[video] Black Tambourine: Black Car from COCO’S OCD.
Black car. White cats. by Lara Shahd Zoabi (Coco), from Womanzine CULT
Bashir appears to me sometimes, usually at the Myrtle-Broadway subway station, or in Soho, walking on the opposite sidewalk. Bashir always appears to me, to be honest. It may really be him—he might have moved to New York—though it’s probably just a guy that smiles like him or has the same side-swooshed bangs.
When I was thirteen, Mary was the first female character that I attempted to write in English. I made Bashir the protagonist in that story: he was obsessed with the older, mysterious Mary. She wore black head to toe, including black lipstick. He followed her everywhere but would tragically lose track of her every time. Once, he managed to sneak after her into an abandoned building, where he caught a glimpse of Mary’s true self: she was uttering satanic verses and sacrificing a cat into a blazing fire. Bashir’s world was never the same.

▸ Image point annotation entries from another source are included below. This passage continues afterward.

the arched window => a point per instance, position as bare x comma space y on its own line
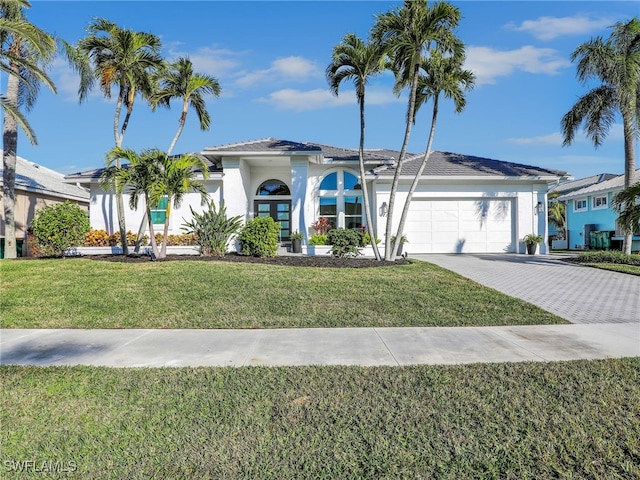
340, 198
273, 187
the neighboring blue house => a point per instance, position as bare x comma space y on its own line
589, 209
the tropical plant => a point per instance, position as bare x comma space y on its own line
615, 63
353, 59
259, 237
213, 229
179, 81
178, 176
138, 176
627, 204
409, 34
25, 53
59, 227
344, 242
118, 57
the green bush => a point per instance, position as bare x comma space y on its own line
344, 242
608, 256
213, 229
259, 237
59, 227
318, 239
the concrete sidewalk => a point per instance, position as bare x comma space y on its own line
318, 346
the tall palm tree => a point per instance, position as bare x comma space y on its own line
615, 62
118, 57
353, 59
178, 176
25, 52
137, 177
444, 77
181, 82
408, 34
627, 204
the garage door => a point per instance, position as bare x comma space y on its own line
460, 226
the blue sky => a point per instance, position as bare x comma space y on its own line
270, 57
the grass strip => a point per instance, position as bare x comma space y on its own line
576, 419
81, 293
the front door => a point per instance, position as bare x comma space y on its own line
279, 210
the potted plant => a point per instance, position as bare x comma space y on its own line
403, 240
531, 241
296, 242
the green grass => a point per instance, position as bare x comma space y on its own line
523, 420
82, 293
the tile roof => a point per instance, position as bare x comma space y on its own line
263, 145
615, 183
566, 187
36, 178
458, 165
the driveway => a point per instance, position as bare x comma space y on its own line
574, 292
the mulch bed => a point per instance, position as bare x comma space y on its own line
286, 260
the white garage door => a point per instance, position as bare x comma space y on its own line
460, 226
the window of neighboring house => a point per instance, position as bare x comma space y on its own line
341, 200
580, 205
600, 202
159, 214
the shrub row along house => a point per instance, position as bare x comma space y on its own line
589, 209
37, 186
464, 204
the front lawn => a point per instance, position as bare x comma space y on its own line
522, 420
83, 293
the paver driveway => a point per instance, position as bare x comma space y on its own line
577, 293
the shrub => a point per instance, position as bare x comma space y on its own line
608, 256
114, 239
344, 242
212, 229
318, 239
259, 237
322, 226
59, 227
96, 238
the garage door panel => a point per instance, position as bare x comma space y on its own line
460, 226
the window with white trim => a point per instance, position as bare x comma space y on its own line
600, 202
340, 199
580, 205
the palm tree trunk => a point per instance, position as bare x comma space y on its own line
119, 199
414, 184
163, 251
363, 185
629, 167
390, 250
9, 149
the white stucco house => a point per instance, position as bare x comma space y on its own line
463, 204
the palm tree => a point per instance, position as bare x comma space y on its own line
444, 76
352, 59
178, 176
181, 82
25, 51
408, 34
627, 204
118, 57
137, 177
615, 62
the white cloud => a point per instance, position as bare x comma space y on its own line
548, 28
488, 64
301, 100
287, 68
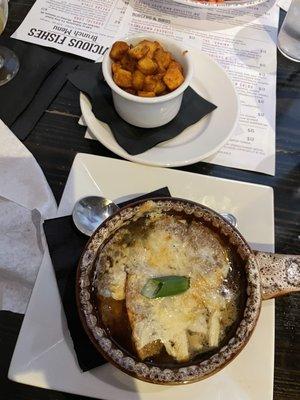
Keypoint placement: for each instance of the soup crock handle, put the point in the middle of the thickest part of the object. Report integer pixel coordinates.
(279, 273)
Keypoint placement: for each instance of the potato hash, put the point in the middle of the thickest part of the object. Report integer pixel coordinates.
(146, 69)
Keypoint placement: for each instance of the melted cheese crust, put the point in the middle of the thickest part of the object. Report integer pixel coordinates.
(185, 324)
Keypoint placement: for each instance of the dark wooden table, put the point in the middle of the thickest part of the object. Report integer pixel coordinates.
(57, 138)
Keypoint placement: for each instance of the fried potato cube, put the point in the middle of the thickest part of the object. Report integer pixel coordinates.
(152, 47)
(153, 83)
(142, 93)
(115, 67)
(128, 63)
(147, 66)
(176, 64)
(163, 59)
(123, 78)
(130, 90)
(138, 51)
(173, 77)
(138, 80)
(118, 50)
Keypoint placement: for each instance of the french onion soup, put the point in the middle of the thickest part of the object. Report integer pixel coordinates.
(169, 289)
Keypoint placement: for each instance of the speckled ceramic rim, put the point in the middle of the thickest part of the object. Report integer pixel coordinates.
(143, 370)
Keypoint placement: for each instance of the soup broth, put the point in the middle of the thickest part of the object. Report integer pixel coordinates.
(176, 329)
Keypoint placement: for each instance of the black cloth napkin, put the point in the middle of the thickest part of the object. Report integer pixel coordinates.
(66, 244)
(41, 76)
(133, 139)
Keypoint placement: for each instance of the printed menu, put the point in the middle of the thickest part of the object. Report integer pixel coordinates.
(83, 27)
(242, 41)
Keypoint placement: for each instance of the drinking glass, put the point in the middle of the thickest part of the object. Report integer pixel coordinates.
(289, 35)
(9, 63)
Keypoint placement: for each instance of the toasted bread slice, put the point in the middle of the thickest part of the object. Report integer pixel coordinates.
(145, 347)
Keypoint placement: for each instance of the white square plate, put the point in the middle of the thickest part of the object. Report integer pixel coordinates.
(44, 354)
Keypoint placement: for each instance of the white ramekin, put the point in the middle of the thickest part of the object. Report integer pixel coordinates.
(155, 111)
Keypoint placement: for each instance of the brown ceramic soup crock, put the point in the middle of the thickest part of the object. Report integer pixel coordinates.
(266, 276)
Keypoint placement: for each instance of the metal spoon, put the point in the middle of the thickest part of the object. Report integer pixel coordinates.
(89, 212)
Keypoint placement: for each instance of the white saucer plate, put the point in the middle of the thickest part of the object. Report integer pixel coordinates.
(196, 142)
(44, 354)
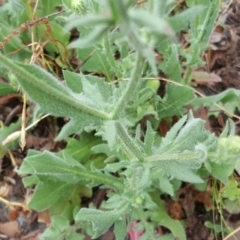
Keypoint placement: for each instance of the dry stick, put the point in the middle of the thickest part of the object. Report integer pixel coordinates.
(26, 26)
(196, 91)
(203, 96)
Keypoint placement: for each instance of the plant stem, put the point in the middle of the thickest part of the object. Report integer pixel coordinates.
(128, 93)
(128, 144)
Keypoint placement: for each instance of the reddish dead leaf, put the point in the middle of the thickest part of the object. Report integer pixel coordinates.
(10, 229)
(44, 217)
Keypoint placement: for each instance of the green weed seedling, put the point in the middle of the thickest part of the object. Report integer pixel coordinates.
(118, 148)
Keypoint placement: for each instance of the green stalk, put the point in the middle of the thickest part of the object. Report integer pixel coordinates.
(39, 84)
(127, 143)
(131, 86)
(102, 179)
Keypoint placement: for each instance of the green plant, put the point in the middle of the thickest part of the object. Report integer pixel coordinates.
(130, 158)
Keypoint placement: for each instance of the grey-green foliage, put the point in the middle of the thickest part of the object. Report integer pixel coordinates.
(138, 161)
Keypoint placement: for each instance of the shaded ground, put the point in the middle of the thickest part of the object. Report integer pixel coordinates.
(18, 222)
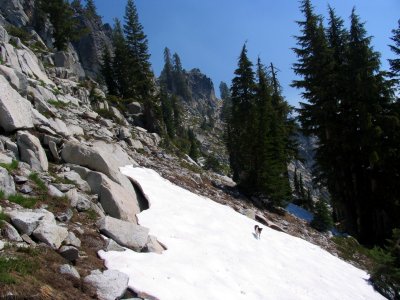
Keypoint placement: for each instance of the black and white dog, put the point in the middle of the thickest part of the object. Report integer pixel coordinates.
(258, 230)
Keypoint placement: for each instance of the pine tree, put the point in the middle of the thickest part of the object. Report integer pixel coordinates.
(322, 220)
(91, 10)
(108, 72)
(395, 63)
(240, 124)
(167, 76)
(120, 62)
(61, 16)
(136, 41)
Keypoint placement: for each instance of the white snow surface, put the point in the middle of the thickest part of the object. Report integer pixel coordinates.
(213, 254)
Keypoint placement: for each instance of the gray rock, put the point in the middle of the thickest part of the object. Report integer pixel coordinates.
(64, 187)
(250, 213)
(20, 179)
(117, 114)
(5, 159)
(54, 192)
(26, 189)
(28, 240)
(32, 151)
(135, 108)
(153, 245)
(112, 245)
(54, 151)
(77, 179)
(10, 233)
(15, 111)
(124, 133)
(127, 234)
(69, 252)
(110, 285)
(65, 216)
(6, 182)
(116, 200)
(27, 221)
(72, 240)
(17, 80)
(4, 37)
(50, 234)
(70, 271)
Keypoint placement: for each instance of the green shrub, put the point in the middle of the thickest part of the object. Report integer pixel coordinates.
(9, 267)
(27, 202)
(39, 182)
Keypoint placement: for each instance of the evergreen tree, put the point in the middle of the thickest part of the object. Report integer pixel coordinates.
(141, 78)
(61, 16)
(241, 123)
(107, 71)
(226, 100)
(395, 63)
(167, 76)
(322, 220)
(121, 72)
(91, 10)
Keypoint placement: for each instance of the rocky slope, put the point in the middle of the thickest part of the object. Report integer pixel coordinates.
(62, 196)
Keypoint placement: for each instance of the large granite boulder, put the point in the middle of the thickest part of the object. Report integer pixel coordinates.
(31, 151)
(126, 234)
(15, 111)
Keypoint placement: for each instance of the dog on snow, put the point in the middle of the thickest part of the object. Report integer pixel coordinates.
(257, 230)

The year that I wrote that, six teenage satanic-cult stories upset the local news in Israel—cat homicides and all. I was intrigued then, as I am now, by cults. Sometimes, I walk by a black brick compound in Bushwick, clad with gold trimmings, fake Egyptian pharaoh sculptures, and alien pictures. I’ve seen a bodyguard wearing a black bowtie guarding the metal gate during gatherings. My naive and eager teen curiosity has been revived, and I try to set my iPod to blast Black Car by Black Tambourine every time I pass it. Bashir is gone, though—long gone.